Without warning, merlot became the next hot wine. By the summer of 1992, merlot sales had shot ahead so quickly that most wineries were completely out of stock, and soon merlots from Australia, Chile, and even Argentina began to flood the import channels.

California grape growers, caught unaware of this new-found rising star, rapidly began to plant new merlot vineyards and convert other varieties to it. In 1992, only 37,000 tons of merlot grapes were crushed in California. By 1997, that total had risen to 202,000 tons — and the state’s merlot acreage had reached 56,000 acres, an increase of nearly 50,000 acres in a seven-year stretch.

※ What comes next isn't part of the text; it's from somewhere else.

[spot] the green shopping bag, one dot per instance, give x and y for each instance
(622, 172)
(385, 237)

Most of the newest merlot vineyards, however, were put in warm to hot climates (such land was a lot cheaper), and merlot, a cool-climate-loving grape, rebelled. The inexpensive merlots that resulted were pretty boring, if not downright poor. Anyone who knew anything about wine rebelled against merlot.

Just about then, in the early 2000s, Alexander Payne was writing the screenplay for Rex Pickett’s novel “Sideways.” He heard that wine lovers were voicing disgust with the state of merlot.

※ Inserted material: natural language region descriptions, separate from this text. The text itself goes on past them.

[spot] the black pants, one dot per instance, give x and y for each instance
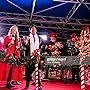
(8, 85)
(29, 70)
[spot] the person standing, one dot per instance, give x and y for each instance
(12, 49)
(34, 45)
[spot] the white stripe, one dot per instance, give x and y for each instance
(82, 78)
(36, 69)
(36, 77)
(36, 65)
(82, 73)
(36, 73)
(82, 69)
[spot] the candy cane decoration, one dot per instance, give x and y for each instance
(83, 44)
(36, 76)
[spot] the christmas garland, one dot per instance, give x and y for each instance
(20, 61)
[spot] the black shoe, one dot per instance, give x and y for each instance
(9, 86)
(26, 87)
(33, 83)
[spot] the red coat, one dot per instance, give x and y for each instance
(9, 49)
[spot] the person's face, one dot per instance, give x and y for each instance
(13, 31)
(34, 30)
(53, 39)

Payne chatted with wine experts, who verified the distaste many wine lovers had for bad merlots, so he included in the screenplay a memorable scene in which the lead character, Miles Raymond, a wine snob and pinot noir enthusiast, disparages merlot with a vitriol rarely seen on screen.

The epithet had legs. Before long, even quality merlot producers had to admit that the film – even though it was basically about pinot noir – had left its most lasting impact on merlot.

Today, however. merlot from cooler regions and even a few from slightly warmer regions like Napa Valley, continues to be a stellar alternative to cabernet sauvignon. California today has 41,000 acres of merlot, some of it still planted in the wrong locations; 7,500 acres are in the hot central San Joaquin Valley.

Cooler-area versions of the wine can be lovely red meat accompaniments, and the grape has a lot less tannin than its bigger brother, making it more approachable when you buy it — no aging necessary.

O ne key to fine merlot is lower alcohol. When it gets close to or over 15 percent the wine can be clumsy, but when it’s closer to 13.5%, the wine can have an attractive balance of fruit and varietal herbal elements and be a happy dinner companion.

Such wines are easier to like when young, without the need for the extended aging that most cabs require to tame the tannins.

Wine of the Week: 2015 Decoy Merlot, Sonoma County ($25) – This wine, Duckhorn’s second label, responds nicely to decanting, its flavors unadorned by unnecessary oak. And its 13.9 percent alcohol doesn’t intrude on the palate. Often seen at $21 or so.